Charakteristisch für das HD SQF ist, dass viele Programmteile von mehreren Formationen bestritten werden, was die reizvolle Möglichkeit eröffnet, den Klang der verschiedenen Formationen direkt vergleichen zu können.
Für mich ging es am Freitag morgen um 10:00 los. Im ersten Konzert boten das Navarra SQ eine ausgefeilte Interpretation von Beethoven op. 18,1 und danach das Barbican SQ eine spannende Wiedergabe von Janaceks "Kreutzersonate". Die Stimmung im Publikum schon hier sehr gut bis enthusiastisch, fast alle Darbietungen wurden mit Bravorufen quittiert.
Auf das erste Konzert folgte ein Workshop mit Oliver Wille (Kuss Quartett), der mit den Cremonesern Beethovens op. 133 (Große Fuge) analytisch auseinandernahm, zum Glück auf einem Niveau, das auch dem Nichtmusiker verständlich war. Zum Abschluss spielten die Italiener das Werk natürlich auch komplett. Das Navarra SQ leitet dann mit Frank Bridge zauberhaften Drei Idyllen zum Lunch über.

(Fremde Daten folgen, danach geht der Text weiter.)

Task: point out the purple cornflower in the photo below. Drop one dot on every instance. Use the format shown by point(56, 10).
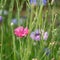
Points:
point(38, 2)
point(45, 36)
point(39, 34)
point(0, 18)
point(44, 2)
point(47, 51)
point(35, 35)
point(5, 12)
point(33, 2)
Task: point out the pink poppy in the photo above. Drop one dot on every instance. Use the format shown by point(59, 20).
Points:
point(21, 31)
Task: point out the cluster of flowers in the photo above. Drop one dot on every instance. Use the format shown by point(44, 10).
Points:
point(35, 35)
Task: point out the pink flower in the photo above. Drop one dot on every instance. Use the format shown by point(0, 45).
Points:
point(21, 31)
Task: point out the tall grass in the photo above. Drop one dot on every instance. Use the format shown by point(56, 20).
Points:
point(38, 17)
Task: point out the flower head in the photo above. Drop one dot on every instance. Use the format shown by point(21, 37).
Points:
point(0, 18)
point(47, 51)
point(21, 31)
point(33, 2)
point(39, 34)
point(44, 2)
point(45, 36)
point(35, 35)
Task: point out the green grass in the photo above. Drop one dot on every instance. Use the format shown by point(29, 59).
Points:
point(16, 48)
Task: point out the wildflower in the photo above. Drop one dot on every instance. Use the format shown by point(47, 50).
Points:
point(35, 35)
point(14, 21)
point(5, 12)
point(33, 2)
point(47, 51)
point(38, 2)
point(34, 59)
point(0, 18)
point(45, 36)
point(21, 31)
point(44, 2)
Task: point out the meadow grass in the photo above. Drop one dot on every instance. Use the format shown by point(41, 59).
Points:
point(40, 17)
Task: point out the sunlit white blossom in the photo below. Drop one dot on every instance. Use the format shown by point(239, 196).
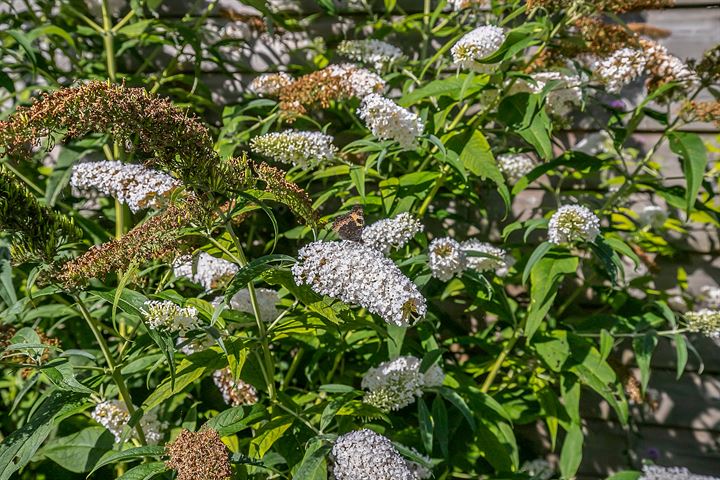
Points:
point(360, 275)
point(705, 321)
point(620, 68)
point(114, 416)
point(366, 455)
point(490, 258)
point(446, 258)
point(204, 269)
point(267, 300)
point(572, 223)
point(166, 316)
point(395, 384)
point(307, 149)
point(137, 186)
point(654, 472)
point(389, 121)
point(270, 84)
point(235, 392)
point(514, 166)
point(371, 51)
point(476, 45)
point(391, 233)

Die Verpflegung während der gesamten Veranstaltung war einfach, aber preiswert und gut, das Weinangebot ansprechend.
Das nächste Konzert brachte Neues und Unbekanntes. Das Callisto Q spielte Entr'acte, eine Komposition der jungen amerikanischen Komponistin Caroline Shaw, das auch die kürzlich erschienene CD der Komponistin eröffnet und das ich zufällig gerade 2 Tage vorher schon gehört hatte. Ein interessantes und gut zugängliches Stück. Die Cremoneser steuerten eines der avantgardistischen Quartette von Fabio Vacchi bei und das Signum Quartett beendete diesen Teil mit Liedbearbeitungen von Schubert, die ihr Bratschist Xandi van Dijk angefertigt hatte. Einige davon finden sich auch auf einer kürzlich erschienenen CD des Quartetts.
Im nächsten Konzert um 16:00 begeisterte dann das Baum Quartet als Einspringer mit Schnittke/Stravinsky (Canon/3 Stücke) und Bartok 2. A quartet to watch.
Das Signum Quartett boten Goreckis SQ 2, bei dem ich einen kleinen Aufmerksamkeitstiefpunkt hatte und das Navarra SQ wiesen mit einer tollen Wiedergabe von Anton Reichas op. 95,1 darauf hin, dass hier noch ein gesamtes Quartettoeuvre eines Beethoven Zeitgenossen zu entdecken ist. "Zeitgenossen" war auch das Motto der gesamten Veranstaltung.
Das Abendkonzert war dann ganz Beethoven gewidmet, Signum spielte op. 18.3, Cremona op. 95 und Callisto op. 59.2. Man tut den beiden etablierten Quartetten sicher nicht unrecht, wenn man daraufhin weist, dass die spannendste und ausgefeilteste Interpretation durch die Newcomer aus USA geboten wurde. Hier reift offensichtlich ein weiteres künftiges Spitzenensemble heran, das schon jetzt ein erstaunliches Niveau zeigt.
Der Abend klang mit Gurnemanz bei 2 Glas Rotwein aus.
Am Samstag morgen boten das Navarra Q zwei Raritäten, zuerst das zeitgenössische, aber ebenfalls gut anhörbare 2. SQ von Joseph Phibbs und das SQ 24 von Andreas Romberg, einem weiteren Beethoven-Zeitgenossen und -Freund. Hoffentlich bringt das äußerst sympathisch rüberkommende Quartett ihre Funde auch auf Tonträger heraus.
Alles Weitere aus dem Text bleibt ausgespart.